Purpose or Case Report: Trisomy 18 (Edwards Syndrome) and trisomy 13 (Patau Syndrome) are the second and third most common chromosomal trisomy disorders, respectively, and their characteristic syndromic features have been well described; however, to our knowledge, no prenatal studies have reported the fetal MR findings of trisomy 13 and trisomy 18. For this reason, typical fetal MR features of trisomy 13 and 18 remain incompletely characterized and its role and limitations in its prenatal evaluation and diagnosis are not established in the literature.

In this cased-based, pictorial educational exhibit, we review the syndromic features of trisomy 13 and 18, and present the prenatal MR findings of six cases of trisomy 18 and three cases of trisomy 13, all confirmed by pre and/or postnatal genetic testing. We will discuss the strengths and weaknesses of prenatal MR imaging in the evaluation of trisomy 13 and 18 by comparing to prenatal ultrasound and utilizing postnatal imaging as a reference standard.

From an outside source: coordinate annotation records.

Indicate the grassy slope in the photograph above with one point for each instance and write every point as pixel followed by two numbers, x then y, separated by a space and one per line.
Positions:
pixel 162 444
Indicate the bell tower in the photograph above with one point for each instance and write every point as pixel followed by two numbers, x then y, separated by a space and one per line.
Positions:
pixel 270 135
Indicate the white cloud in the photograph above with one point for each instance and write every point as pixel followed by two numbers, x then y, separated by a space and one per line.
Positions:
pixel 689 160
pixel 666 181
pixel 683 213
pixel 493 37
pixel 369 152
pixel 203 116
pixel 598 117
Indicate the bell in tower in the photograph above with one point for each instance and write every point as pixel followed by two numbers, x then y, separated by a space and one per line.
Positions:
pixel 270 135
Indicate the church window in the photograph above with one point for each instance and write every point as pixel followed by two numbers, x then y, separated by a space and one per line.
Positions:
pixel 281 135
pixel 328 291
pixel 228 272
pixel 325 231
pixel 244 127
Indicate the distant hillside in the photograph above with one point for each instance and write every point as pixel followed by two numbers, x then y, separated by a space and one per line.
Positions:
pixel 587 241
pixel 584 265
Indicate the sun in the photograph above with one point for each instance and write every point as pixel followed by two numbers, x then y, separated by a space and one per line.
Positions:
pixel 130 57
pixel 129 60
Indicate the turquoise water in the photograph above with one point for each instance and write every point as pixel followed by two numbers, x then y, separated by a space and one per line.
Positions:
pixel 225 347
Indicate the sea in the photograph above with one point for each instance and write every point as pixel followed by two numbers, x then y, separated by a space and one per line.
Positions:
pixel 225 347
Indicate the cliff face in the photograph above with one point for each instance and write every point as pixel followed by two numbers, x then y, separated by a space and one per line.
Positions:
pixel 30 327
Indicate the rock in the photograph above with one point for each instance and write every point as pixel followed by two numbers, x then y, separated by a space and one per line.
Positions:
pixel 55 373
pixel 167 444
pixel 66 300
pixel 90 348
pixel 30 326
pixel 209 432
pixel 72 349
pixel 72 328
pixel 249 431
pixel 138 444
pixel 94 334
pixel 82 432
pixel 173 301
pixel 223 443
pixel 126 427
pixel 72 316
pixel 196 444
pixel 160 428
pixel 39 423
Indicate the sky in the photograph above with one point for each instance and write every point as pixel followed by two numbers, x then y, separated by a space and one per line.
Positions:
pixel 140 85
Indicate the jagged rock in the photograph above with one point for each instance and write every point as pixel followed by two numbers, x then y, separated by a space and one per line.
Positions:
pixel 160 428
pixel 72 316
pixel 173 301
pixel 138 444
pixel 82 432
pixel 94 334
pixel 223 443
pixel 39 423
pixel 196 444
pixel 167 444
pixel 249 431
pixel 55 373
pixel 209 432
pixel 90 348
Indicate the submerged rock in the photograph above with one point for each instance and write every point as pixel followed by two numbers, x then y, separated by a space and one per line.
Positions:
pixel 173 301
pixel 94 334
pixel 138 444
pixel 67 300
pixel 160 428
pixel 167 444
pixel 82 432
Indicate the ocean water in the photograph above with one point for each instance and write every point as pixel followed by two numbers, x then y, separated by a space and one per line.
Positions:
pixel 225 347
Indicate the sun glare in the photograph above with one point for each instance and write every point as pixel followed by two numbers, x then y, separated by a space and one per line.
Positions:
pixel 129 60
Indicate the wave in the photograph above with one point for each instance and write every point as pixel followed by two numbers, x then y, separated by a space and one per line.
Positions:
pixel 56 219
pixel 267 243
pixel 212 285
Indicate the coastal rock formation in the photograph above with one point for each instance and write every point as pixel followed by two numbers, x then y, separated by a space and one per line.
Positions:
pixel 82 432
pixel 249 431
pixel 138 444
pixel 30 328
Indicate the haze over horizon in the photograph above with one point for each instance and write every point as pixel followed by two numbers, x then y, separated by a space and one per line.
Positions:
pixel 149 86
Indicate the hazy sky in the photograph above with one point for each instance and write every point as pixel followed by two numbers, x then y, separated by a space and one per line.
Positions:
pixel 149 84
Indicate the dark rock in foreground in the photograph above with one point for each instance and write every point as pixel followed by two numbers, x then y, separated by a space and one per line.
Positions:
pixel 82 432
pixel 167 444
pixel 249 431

After reviewing this presentation, the learner will: (1) Be able to recognize not only the individual fetal MR appearance of abnormalities associated with trisomy 13 and 18, but recognize them as part of a trisomy syndrome. (2) Understand the strengths, limitations, and pitfalls of prenatal MR in evaluation and diagnosis of trisomy 13 and 18. (4) Become familiar with the key points and measurements that should be used in the assessment and diagnosis of the fetus with trisomy 13 and 18 and be included in the radiology report to best assist the multidisciplinary care teams in counseling the pregnant patient and providing care of the fetus and neonate with trisomy 13 and 18.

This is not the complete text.